Dataset	Scenario	Class labels
MNIST	CUR (Curly)	0, 3, 8
	STR (Straight)	1, 4, 7
	MIX (Mixed)	2, 5, 6, 9
GTSRB	SPDL (Speed Limit)	Speed limit (20km/h), Speed limit (30km/h),
		Speed limit (50km/h), Speed limit (60km/h),
		Speed limit (70km/h), Speed limit (80km/h),
		Speed limit (100km/h), Speed limit (120km/h)
	INST (Driving Instruction)	No passing, No passing for vehicles over 3.5 metric tons,
	INST (Driving Instruction)	No vehicles, Vehicles over 3.5 metric tons prohibited
	WARN (Warning)	Right-of-way at the next intersection, General caution,
		Dangerous curve to the left, Dangerous curve to the right,
		Double curve, Bumpy road, Slippery road,
		Road narrows on the right, Road work, Traffic signals,
		Pedestrians, Children crossing,
		Bicycles crossing, Beware of ice/snow, Wild animals crossing
	DIRC (Direction)	Turn right ahead, Turn left ahead, Ahead only,
		Go straight or right, Go straight or left,
		Keep right, Keep left, Roundabout mandatory
	SPEC (Special Sign)	Priority Road, Yield, Stop, No entry
	REGN (Regulation)	End of speed limit (80km/h), End of no passing,
		End of all speed and passing limits,
		End of no passing by vehicles over 3.5 metrics tons
CIFAR-10	THG (Thing)	Airplane, Automobile, Ship, Truck
CIFAR-10	LIV (Living)	Bird, Cat, Deer, Dog, Frog, Horse
Tiny- ImageNet	ANML (Animal)	Golden retriever, Chihuahua, German shepherd, Labrador retriever,
	ANML (Animal)	Standard poodle, Yorkshire terrier, Cougar/Puma, Persian cat
	ISCT (Insect)	Dragonfly, Roach, Bee, Grasshopper,
	ISCT (Insect)	Fly, Mantis, Monarch butterfly, Sulphur butterfly
	ISTM (Instrument)	Water jug, Beer bottle, Tea pot, Pop bottle/Soda bottle,
	ISTM (Instrument)	Beaker, Rugby ball, Volley ball, Pill bottle
	STRT (Structure)	Triumphal arch, Suspension bridge, Fountain, Viaduct,
	STRT (Structure)	Bannister, Steel arch bridge, Obelisk, Beacon
	VHCL (Vehicle)	School bus, Trolly bus, Sports car, bullet train,
	VHCL (Vehicle)	Convertible, Tractor, Police van, beach wagon

Table 5: Descriptions of sub-class scenario selection for each dataset.

Appendix D Scenario Setting

MNIST. We categorized the class labels into {Curly, Straight, Mixed} by the shape of the digit.

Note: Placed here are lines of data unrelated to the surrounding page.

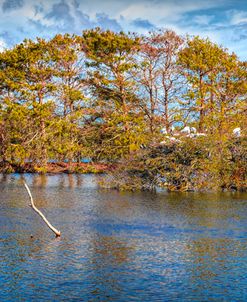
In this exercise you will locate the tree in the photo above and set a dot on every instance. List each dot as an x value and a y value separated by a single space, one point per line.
119 122
159 77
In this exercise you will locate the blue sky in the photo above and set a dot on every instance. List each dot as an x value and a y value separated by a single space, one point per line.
223 21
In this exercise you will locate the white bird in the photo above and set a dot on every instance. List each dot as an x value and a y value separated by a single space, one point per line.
193 130
237 132
163 131
186 130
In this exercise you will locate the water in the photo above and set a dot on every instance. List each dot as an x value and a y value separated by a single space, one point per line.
120 246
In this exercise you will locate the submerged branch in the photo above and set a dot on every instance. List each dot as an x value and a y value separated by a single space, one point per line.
58 233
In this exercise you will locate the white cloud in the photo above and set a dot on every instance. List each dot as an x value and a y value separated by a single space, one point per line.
238 17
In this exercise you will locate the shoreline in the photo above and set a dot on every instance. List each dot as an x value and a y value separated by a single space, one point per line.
59 168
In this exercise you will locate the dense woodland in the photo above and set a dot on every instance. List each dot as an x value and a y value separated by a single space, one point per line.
123 99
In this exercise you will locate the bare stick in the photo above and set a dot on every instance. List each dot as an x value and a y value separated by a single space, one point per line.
58 233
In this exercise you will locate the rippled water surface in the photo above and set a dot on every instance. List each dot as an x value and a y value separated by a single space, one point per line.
120 246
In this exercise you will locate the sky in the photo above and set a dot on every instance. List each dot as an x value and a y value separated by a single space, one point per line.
223 21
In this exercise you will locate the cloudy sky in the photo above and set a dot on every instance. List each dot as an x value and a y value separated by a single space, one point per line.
223 21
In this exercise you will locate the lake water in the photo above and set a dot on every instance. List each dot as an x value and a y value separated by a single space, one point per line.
120 246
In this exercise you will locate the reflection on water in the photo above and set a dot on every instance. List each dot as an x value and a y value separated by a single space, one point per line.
119 246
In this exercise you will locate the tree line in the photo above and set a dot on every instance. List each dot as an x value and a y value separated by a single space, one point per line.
106 95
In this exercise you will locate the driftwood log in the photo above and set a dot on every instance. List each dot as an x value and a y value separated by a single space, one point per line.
57 233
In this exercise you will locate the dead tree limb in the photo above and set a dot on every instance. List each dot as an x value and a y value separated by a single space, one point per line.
58 233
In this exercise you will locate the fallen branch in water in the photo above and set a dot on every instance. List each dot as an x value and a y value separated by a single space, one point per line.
58 233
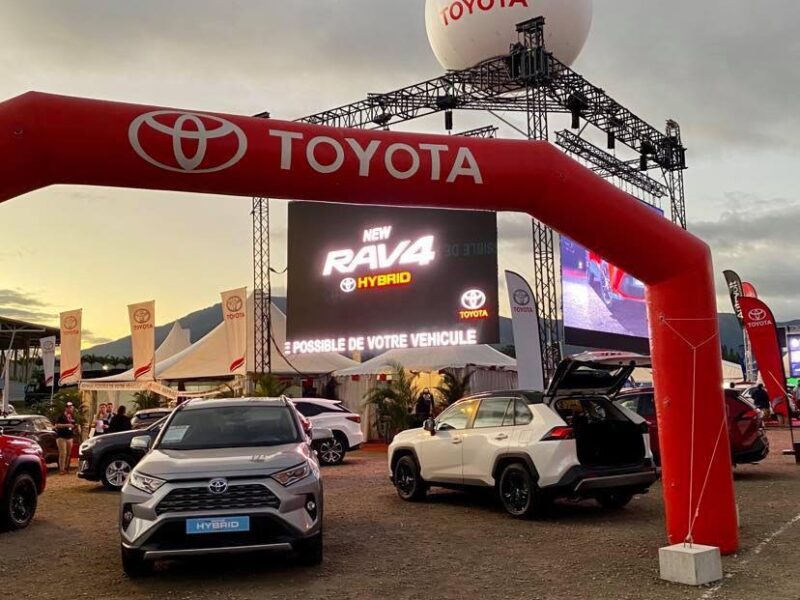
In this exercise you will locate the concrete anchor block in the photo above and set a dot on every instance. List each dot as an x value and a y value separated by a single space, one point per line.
690 564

When training, we choose a single scenario as normal and the rest of the others as abnormal. Note that the case where Mixed as normal is the most challenging since this category has similar features with other scenarios (e.g. ‘6’ versus ‘8’).

GTSRB. This dataset is originally proposed for the traffic sign recognition task. We choose the scenarios by following the subset as introduced in Stallkamp2012. With these subsets, we can simulate the abnormal cases from the driver or self-driving car perspective on various traffic signs. Table 5 shows the overall scenarios and its containing class labels.

CIFAR-10. We divided the conditions into two simple scenarios as {Thing, Living} to mimic the real-world anomaly detection that can be used in general object recognition applications.

Tiny-ImageNet. We first categorized class labels with representative subsets as {Animal, Insect, Instrument, Structure, Vehicle}. Since the class labels of this dataset are annotated based on the WordNet (miller1995wordnet), we selected the equal number of the classes for each scenario by referring to the same hierarchy as shown in Table 5 and the representative images for each scenario are shown in Figure 4.